Magufuli passed away under very suspicious circumstances, and so did Nkurunziza. Magufuli, an educated leader with a PhD in chemistry, used his knowledge and understanding of science to collapse the shaky structure of the Covid-19 pandemic. “The Bulldozer”, as he was known, kicked the World Health Organization (WHO) out of Tanzania after samples of pawpaw and a goat tested positive for Covid-19. Sensing fraud, lies and deceit, Magufuli suspended the head of Tanzania’s National Health Laboratory, Nyambura Moremi, and formed a 10-person investigative committee.
Just like Magufuli, Nkurunziza ordered WHO representatives to leave the country. He suddenly died and his replacement, Évariste Ndayishimiye, invited WHO back. It is worth pointing out that both leaders passed away eight months apart. But new information has emerged. Magufuli was not only hated for his position on lockdowns, masks, social distancing and the Covid-19 pandemic as a whole.
He was hated more for his constant efforts towards nationalising Tanzania’s mineral wealth, which threatened to deprive the West of control over resources deemed essential to the fast-approaching new world order.
Throughout his presidency, Magufuli had locked horns with the most powerful multinational corporations. He kicked out Bill Gates-funded trials of genetically modified crops and opposed some of the most powerful mining companies in the West, which have strong ties with the World Economic Forum.
In an article titled “Tanzania’s Late President Magufuli: ‘Science Denier’ or Threat to Empire?” by Jeremy Loffredo and Whitney Webb, we learn that more threatening to the West than Magufuli’s Covid-19 stance was the threat he posed to foreign control over the world’s largest ready-to-develop nickel deposit, a metal essential for making electric car batteries needed in the current effort to create an electric autonomous vehicle revolution.
For instance, just a month before he disappeared, write Webb and Loffredo, Magufuli had signed an agreement between the government and a group of investors to begin developing that nickel deposit. The deposit had been co-owned by Barrick Gold and Glencore, a commodity giant with deep ties to Israel’s Mossad, until Magufuli revoked their licence for the project in 2018. Former president of the Democratic Republic of Congo, Joseph Kabila, made Glencore pay higher taxes or had their mining licences revoked.
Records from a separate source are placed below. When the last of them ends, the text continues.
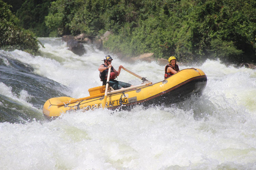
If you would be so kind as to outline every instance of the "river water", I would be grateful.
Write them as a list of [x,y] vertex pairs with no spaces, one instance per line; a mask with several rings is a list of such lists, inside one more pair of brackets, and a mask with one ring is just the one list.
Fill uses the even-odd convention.
[[[78,56],[59,38],[39,40],[42,56],[0,50],[0,169],[256,169],[256,70],[218,60],[181,65],[207,76],[201,97],[49,121],[44,102],[89,96],[101,85],[98,68],[108,54],[85,45]],[[163,79],[157,62],[112,57],[116,69],[123,65],[153,83]],[[118,80],[141,83],[124,70]]]

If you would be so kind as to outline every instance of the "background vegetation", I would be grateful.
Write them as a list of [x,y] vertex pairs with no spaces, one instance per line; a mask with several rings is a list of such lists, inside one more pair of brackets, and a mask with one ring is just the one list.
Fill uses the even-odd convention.
[[35,33],[19,26],[19,20],[10,8],[0,0],[0,49],[17,49],[36,54],[39,46]]
[[105,49],[127,56],[256,63],[254,0],[26,0],[16,15],[38,36],[110,31]]

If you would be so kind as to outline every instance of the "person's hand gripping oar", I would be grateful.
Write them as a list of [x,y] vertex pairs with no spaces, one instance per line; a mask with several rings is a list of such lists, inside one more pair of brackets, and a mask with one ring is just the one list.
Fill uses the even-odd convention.
[[108,78],[107,78],[107,82],[106,83],[106,90],[105,90],[105,95],[104,96],[104,100],[103,100],[102,104],[102,108],[104,109],[106,106],[106,101],[107,100],[107,97],[108,95],[108,90],[109,87],[109,78],[110,78],[110,72],[111,72],[111,66],[108,68]]

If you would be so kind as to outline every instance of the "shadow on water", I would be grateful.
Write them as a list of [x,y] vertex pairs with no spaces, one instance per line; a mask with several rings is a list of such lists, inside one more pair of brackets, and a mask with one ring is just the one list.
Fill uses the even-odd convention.
[[[0,95],[0,122],[45,120],[40,109],[45,101],[54,97],[67,96],[62,92],[69,91],[67,87],[33,71],[30,66],[0,54],[0,82],[11,88],[13,97],[4,94]],[[28,106],[30,105],[33,106]]]

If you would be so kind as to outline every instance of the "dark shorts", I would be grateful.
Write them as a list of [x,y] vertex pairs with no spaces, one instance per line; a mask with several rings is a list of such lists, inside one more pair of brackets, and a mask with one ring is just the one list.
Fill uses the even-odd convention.
[[114,90],[121,89],[122,87],[126,88],[131,87],[132,84],[125,83],[124,82],[119,81],[117,80],[109,80],[109,86],[112,87]]

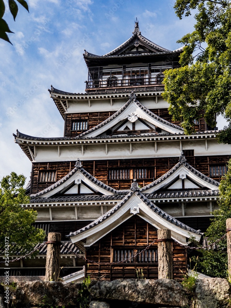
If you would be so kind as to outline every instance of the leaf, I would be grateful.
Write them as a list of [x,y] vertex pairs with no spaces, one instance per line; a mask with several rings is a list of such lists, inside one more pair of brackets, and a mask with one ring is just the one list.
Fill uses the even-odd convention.
[[18,7],[17,4],[16,3],[14,0],[9,0],[9,8],[10,13],[13,15],[14,17],[14,19],[15,21],[15,19],[18,14]]
[[14,33],[10,30],[9,26],[4,19],[0,18],[0,32],[8,32],[10,33]]
[[0,0],[0,18],[2,18],[5,12],[5,5],[3,0]]
[[0,38],[2,38],[7,42],[8,42],[11,45],[13,45],[13,44],[9,39],[8,36],[5,32],[0,32]]
[[23,7],[25,7],[26,10],[28,11],[29,13],[29,9],[28,7],[28,5],[26,2],[25,0],[17,0],[18,2],[19,2],[20,4],[21,4]]

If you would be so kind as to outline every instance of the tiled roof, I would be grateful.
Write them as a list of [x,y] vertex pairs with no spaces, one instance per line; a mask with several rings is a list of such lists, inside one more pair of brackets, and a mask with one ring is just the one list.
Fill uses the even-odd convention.
[[[48,203],[51,202],[76,202],[81,201],[101,201],[105,200],[120,200],[122,199],[126,194],[99,196],[97,195],[88,195],[86,196],[68,196],[50,197],[47,198],[33,198],[30,200],[30,203]],[[34,196],[31,196],[34,197]]]
[[[156,90],[157,88],[157,90]],[[153,88],[148,88],[146,89],[139,89],[137,88],[136,89],[136,92],[139,93],[140,92],[152,92],[153,91],[164,91],[164,87],[161,87],[161,86],[160,86],[158,85],[156,85],[154,86],[153,86]],[[88,96],[91,96],[91,95],[100,95],[100,94],[116,94],[117,93],[123,93],[124,94],[128,93],[130,93],[131,91],[132,91],[132,90],[128,90],[128,89],[127,89],[126,91],[124,90],[120,90],[119,88],[116,88],[116,90],[115,91],[115,89],[113,90],[108,90],[108,89],[107,89],[106,91],[105,90],[103,90],[103,89],[99,89],[99,88],[96,88],[95,89],[95,92],[93,92],[91,90],[91,89],[89,89],[89,90],[91,90],[91,92],[89,93],[73,93],[72,92],[66,92],[65,91],[63,91],[62,90],[59,90],[57,89],[55,89],[55,88],[54,88],[53,87],[51,87],[51,90],[50,89],[48,89],[48,91],[50,93],[56,93],[57,94],[61,94],[63,95],[66,95],[68,96],[79,96],[79,95],[86,95]],[[99,91],[99,90],[100,90],[101,91]]]
[[77,234],[84,232],[89,229],[92,228],[95,226],[100,224],[102,221],[105,220],[107,218],[111,215],[113,215],[114,213],[116,212],[130,198],[133,194],[136,194],[138,197],[140,198],[142,201],[144,202],[147,206],[150,208],[156,214],[157,214],[160,217],[162,217],[163,219],[167,221],[173,225],[176,225],[180,228],[183,229],[185,229],[188,231],[190,231],[192,233],[196,233],[197,234],[200,234],[200,232],[199,230],[197,230],[192,228],[190,228],[188,226],[184,224],[181,222],[179,220],[174,218],[172,216],[170,215],[168,215],[167,213],[165,212],[163,210],[161,209],[160,208],[156,206],[153,204],[152,202],[146,198],[144,195],[142,193],[140,190],[131,191],[127,196],[120,202],[115,205],[112,209],[108,211],[107,213],[99,217],[99,218],[95,220],[94,221],[91,223],[89,225],[86,227],[74,232],[71,232],[69,235],[66,236],[67,237],[71,237],[74,235],[76,235]]
[[214,180],[213,180],[207,176],[206,176],[203,174],[203,173],[198,171],[195,168],[193,168],[191,165],[190,165],[186,161],[184,156],[180,156],[180,161],[178,164],[173,167],[171,169],[170,169],[169,171],[159,178],[157,180],[154,181],[152,183],[147,185],[146,186],[140,188],[140,191],[142,192],[145,192],[145,191],[150,188],[151,187],[153,187],[156,185],[159,184],[161,182],[163,181],[165,179],[167,178],[174,172],[176,170],[177,170],[182,165],[184,166],[190,171],[192,172],[197,176],[198,176],[200,178],[203,180],[207,182],[210,184],[212,184],[213,185],[217,186],[217,187],[219,186],[220,184],[217,181]]
[[219,191],[217,190],[189,190],[188,191],[158,192],[152,193],[144,194],[149,199],[159,198],[188,198],[218,196]]
[[39,197],[40,196],[42,196],[42,195],[46,193],[46,192],[50,192],[51,190],[52,190],[54,189],[54,188],[56,188],[56,187],[60,186],[61,184],[63,184],[64,182],[65,182],[67,180],[69,179],[70,177],[71,176],[74,174],[78,170],[79,170],[81,172],[81,173],[84,176],[86,176],[87,178],[90,180],[93,183],[94,183],[94,184],[95,184],[95,185],[99,186],[99,187],[101,187],[102,188],[105,189],[106,190],[108,191],[111,192],[113,192],[116,195],[123,194],[123,192],[121,192],[119,190],[116,190],[116,189],[114,189],[114,188],[112,188],[111,187],[110,187],[110,186],[104,184],[102,182],[101,182],[100,181],[99,181],[98,180],[96,179],[95,177],[92,176],[89,173],[88,173],[88,172],[83,169],[83,168],[82,167],[82,165],[81,165],[80,162],[78,161],[76,162],[76,165],[75,168],[68,174],[67,174],[66,176],[64,176],[61,180],[60,180],[59,181],[58,181],[58,182],[56,182],[56,183],[53,184],[53,185],[49,186],[49,187],[48,187],[47,188],[46,188],[46,189],[44,189],[42,191],[41,191],[39,192],[38,192],[37,193],[35,194],[34,195],[31,195],[31,197],[32,199],[37,198],[37,197]]

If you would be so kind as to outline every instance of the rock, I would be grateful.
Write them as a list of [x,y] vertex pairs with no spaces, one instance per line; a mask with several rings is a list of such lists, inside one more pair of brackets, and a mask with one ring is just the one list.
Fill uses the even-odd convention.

They are still after him.
Smart cities, smart technologies and smart cars will be impossible without nickel. Tesla CEO Elon Musk said that “nickel is the biggest concern for electric car batteries”.
In 2020, he arrogantly tweeted: “We will coup whoever we want! Deal with it.” He was responding to accusations that the US government had backed the 2019 coup in Bolivia so that Musk’s Tesla could obtain the world’s largest lithium reserves, another mineral critical to electric vehicle battery production. Drawing information mainly from Webb and Loffredo’s article, it should be enough to get all of us into researching what has been happening in world politics. Magufuli stood in the way of the so-called “Fourth Industrial Revolution”, and there is this invisible, international cartel of power that deposes presidents and prime ministers, and dissolves parliaments if they refuse to do its bidding.
It is this power I believe disposed of Magufuli and Nkurunziza, for the timing of their deaths is so very suspicious. As for African people, they must wake up to the clarion call to look after their God-given minerals which, by the laws of nature, are theirs and theirs alone.